One area of painting that I never use photographs for is botanical paintings. I find that no matter how good the photo is, you just cannot get the detail required to make a convincing picture. By having the flowers and leaves in front of me, it is possible to look and see the subject more clearly. I find that I really get to know the subject and that the end result is far more accurate and lifelike.
Do you prefer to paint in watercolour or acrylic?
I find both watercolours and acrylics have their own particular merits. I love painting watercolours in the English Tradition, allowing the colours to run and merge on the paper. Yes this can often be a rather frightening experience, but often the end results can be most satisfying. Using the white of the paper is also an important quality in my watercolours. The white textured surface can often add sparkle to a painting and I particularly enjoy painting into the light so that the paper seems to shine and give the illusion of intense sunlight.

Acrylics are also a good medium for creating special effects. I like to use them to give detail to particular paintings. Because they dry very quickly, it is often possible to build up glazes of pigment, giving a lifelike quality to the piece. Detailed treatments such as the feathered patterns on birds, rusty hinges on gates or the shine of wet beach pebbles are all wonderful things to paint in acrylics. Both painting mediums have there own characteristics. I am sure I shall continue exploring them both, learning new things all the time.
Why are your prices less than most art galleries?
My prices are often less than those found in most art galleries for a number of reasons. Firstly because I have not got the expensive overheads of high street shops, I am able to keep my prices somewhat lower. I always frame my own work, which again keeps my prices down. Not only do I do this for cost reasons, but I also feel that it is important to enhance the painting with the framing and not to overpower it as can be seen in many galleries. Finally, I like to keep my paintings affordable so that purchasers can enjoy my paintings without having to pay 'silly money' and it enables me to have a regular turnover of work, or else my walls would become too full! Because I have the painting bug and I have so many ideas to paint, I produce between 150 and 200 pictures a year. So you see my walls would soon groan under the sheer weight of paintings!
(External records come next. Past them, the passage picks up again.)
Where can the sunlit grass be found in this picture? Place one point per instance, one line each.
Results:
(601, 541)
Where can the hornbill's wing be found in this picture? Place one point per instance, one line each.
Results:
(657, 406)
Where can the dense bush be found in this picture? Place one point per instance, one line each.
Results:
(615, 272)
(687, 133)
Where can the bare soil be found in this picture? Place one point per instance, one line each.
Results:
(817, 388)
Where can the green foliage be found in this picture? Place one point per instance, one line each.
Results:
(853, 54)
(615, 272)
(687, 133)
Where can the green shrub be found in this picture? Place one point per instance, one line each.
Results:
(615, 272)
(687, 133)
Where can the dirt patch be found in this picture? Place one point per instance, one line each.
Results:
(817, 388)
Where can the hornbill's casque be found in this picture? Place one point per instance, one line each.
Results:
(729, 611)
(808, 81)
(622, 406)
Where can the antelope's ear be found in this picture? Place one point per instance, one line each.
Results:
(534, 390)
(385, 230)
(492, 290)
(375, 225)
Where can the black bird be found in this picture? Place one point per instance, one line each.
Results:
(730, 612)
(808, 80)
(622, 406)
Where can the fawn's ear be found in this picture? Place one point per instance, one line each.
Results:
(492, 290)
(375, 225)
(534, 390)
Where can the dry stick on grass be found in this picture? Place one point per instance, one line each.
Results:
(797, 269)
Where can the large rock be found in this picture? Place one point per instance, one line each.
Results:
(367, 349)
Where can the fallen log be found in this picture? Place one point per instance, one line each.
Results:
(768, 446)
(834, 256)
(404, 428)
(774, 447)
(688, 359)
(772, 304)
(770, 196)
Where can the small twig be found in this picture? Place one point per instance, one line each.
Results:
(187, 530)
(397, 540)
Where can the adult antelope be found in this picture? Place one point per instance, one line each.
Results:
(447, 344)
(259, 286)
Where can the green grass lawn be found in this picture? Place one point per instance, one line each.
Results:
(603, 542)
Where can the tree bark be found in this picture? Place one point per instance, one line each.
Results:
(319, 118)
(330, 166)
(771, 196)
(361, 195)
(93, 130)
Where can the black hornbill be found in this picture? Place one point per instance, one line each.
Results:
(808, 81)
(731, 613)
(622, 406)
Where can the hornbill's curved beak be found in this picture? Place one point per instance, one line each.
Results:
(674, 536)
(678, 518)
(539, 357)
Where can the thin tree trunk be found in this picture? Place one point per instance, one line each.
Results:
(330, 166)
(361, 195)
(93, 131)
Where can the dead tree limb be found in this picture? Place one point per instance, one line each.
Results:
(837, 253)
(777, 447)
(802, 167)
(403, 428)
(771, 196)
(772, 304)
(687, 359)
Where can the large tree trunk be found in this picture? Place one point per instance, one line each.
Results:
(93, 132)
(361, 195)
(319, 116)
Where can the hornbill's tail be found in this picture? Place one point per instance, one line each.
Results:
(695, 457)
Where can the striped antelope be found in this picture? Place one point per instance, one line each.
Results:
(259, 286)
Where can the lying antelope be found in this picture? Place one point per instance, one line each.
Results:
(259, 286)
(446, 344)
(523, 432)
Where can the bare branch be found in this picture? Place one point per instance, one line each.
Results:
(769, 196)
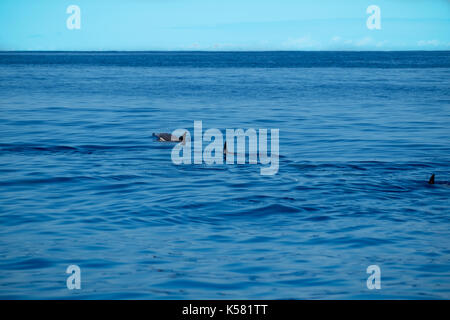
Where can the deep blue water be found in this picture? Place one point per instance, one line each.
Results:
(83, 182)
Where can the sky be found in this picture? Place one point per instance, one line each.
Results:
(225, 25)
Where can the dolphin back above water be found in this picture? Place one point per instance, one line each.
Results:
(167, 137)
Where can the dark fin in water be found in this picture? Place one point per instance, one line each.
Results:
(431, 181)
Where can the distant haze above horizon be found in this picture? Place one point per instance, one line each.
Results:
(202, 25)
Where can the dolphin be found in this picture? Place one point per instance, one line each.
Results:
(167, 137)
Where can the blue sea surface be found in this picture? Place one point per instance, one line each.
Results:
(82, 180)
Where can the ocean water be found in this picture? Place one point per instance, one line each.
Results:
(83, 182)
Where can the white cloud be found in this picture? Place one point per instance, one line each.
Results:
(422, 43)
(305, 42)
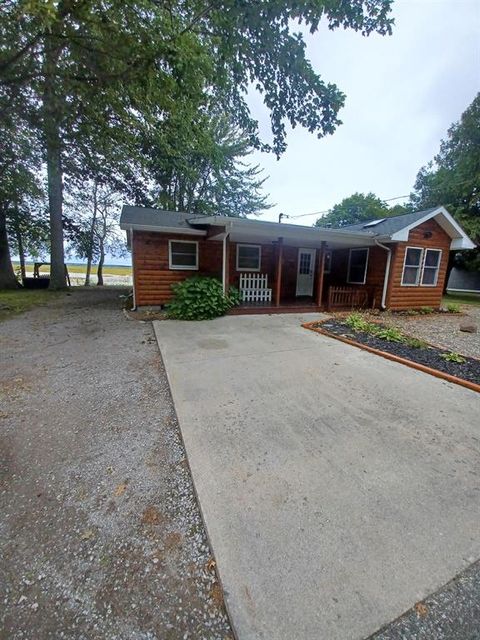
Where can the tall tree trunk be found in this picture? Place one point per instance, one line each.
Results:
(100, 264)
(7, 275)
(91, 238)
(21, 250)
(52, 110)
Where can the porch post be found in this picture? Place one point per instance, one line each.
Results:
(225, 263)
(320, 271)
(278, 279)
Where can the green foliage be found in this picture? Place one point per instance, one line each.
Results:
(358, 323)
(200, 298)
(453, 178)
(358, 208)
(390, 334)
(453, 307)
(415, 343)
(452, 356)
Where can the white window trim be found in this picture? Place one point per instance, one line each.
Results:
(330, 253)
(257, 246)
(437, 268)
(420, 267)
(366, 265)
(183, 267)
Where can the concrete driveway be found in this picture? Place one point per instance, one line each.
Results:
(338, 488)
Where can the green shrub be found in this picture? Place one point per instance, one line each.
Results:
(453, 307)
(416, 343)
(390, 334)
(200, 298)
(358, 323)
(452, 356)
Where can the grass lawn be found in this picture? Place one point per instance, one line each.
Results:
(462, 298)
(12, 302)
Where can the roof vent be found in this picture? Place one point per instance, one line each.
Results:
(373, 223)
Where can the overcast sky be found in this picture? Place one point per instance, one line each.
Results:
(402, 93)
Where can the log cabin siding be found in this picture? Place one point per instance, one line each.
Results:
(410, 297)
(152, 276)
(377, 260)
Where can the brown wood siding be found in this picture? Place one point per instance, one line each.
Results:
(377, 260)
(152, 277)
(401, 297)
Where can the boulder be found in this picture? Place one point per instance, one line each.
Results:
(468, 327)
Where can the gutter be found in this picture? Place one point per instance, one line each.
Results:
(387, 272)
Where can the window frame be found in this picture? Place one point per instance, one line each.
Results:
(437, 268)
(420, 267)
(367, 249)
(182, 267)
(256, 246)
(328, 269)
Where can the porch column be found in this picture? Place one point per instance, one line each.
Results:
(320, 271)
(226, 263)
(278, 274)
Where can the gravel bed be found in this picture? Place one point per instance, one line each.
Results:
(430, 357)
(441, 329)
(101, 536)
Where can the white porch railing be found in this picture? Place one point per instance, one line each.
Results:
(254, 287)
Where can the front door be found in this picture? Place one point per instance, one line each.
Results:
(305, 272)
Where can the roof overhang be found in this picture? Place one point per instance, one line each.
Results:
(248, 230)
(460, 240)
(160, 229)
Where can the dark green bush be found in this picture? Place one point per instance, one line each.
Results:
(200, 298)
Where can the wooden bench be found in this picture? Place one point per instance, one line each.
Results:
(254, 288)
(346, 298)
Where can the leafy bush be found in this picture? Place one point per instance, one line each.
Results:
(201, 298)
(452, 356)
(453, 307)
(390, 334)
(416, 343)
(358, 323)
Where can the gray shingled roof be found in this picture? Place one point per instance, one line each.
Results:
(389, 226)
(144, 217)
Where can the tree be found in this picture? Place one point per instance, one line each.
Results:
(453, 179)
(356, 208)
(136, 60)
(204, 172)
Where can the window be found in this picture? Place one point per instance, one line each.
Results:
(248, 257)
(183, 254)
(411, 266)
(357, 266)
(431, 265)
(327, 265)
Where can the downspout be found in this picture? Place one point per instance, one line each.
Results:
(134, 307)
(387, 272)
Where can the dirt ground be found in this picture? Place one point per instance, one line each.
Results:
(100, 532)
(441, 329)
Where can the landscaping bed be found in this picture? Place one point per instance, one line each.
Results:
(395, 342)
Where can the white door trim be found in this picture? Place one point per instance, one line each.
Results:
(305, 282)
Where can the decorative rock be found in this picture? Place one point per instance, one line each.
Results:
(468, 327)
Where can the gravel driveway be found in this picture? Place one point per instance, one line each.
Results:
(100, 533)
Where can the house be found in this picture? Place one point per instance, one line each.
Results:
(394, 263)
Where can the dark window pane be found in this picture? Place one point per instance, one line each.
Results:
(429, 275)
(410, 275)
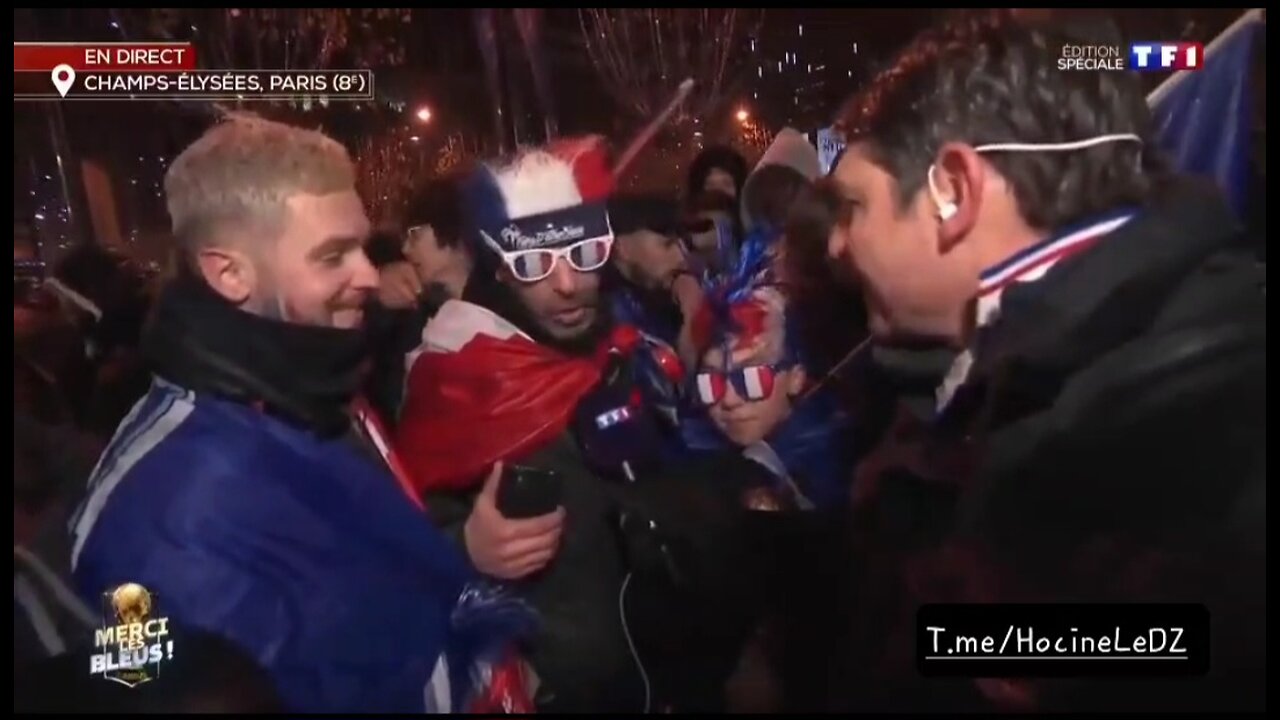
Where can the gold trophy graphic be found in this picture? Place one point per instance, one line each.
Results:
(128, 632)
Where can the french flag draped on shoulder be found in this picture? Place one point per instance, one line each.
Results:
(480, 391)
(1203, 118)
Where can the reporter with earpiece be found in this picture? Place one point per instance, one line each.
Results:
(1102, 428)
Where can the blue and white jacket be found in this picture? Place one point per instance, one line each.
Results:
(304, 551)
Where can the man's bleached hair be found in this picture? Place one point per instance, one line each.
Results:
(241, 173)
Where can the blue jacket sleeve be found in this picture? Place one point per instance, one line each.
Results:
(339, 625)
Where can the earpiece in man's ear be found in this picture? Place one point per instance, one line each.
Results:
(946, 209)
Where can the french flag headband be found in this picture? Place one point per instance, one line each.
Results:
(544, 197)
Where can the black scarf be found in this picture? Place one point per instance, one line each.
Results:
(304, 374)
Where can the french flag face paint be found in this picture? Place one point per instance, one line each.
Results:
(750, 382)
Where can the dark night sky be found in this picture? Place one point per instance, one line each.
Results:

Do you have a favourite painting?
I am often asked this question and my answer is given in two parts. Firstly I say that the next picture I am about to paint will be my best and therefore my favourite. It is this quest to paint and produce good pictures that inspires me. Secondly I firmly believe that if the day came when I was completely satisfied with a painting, then my task would be complete and I would not have to continue painting. Hopefully that day will never come and I shall continue my painting efforts giving myself and hopefully sharing with others my passion for the natural world through my pictures.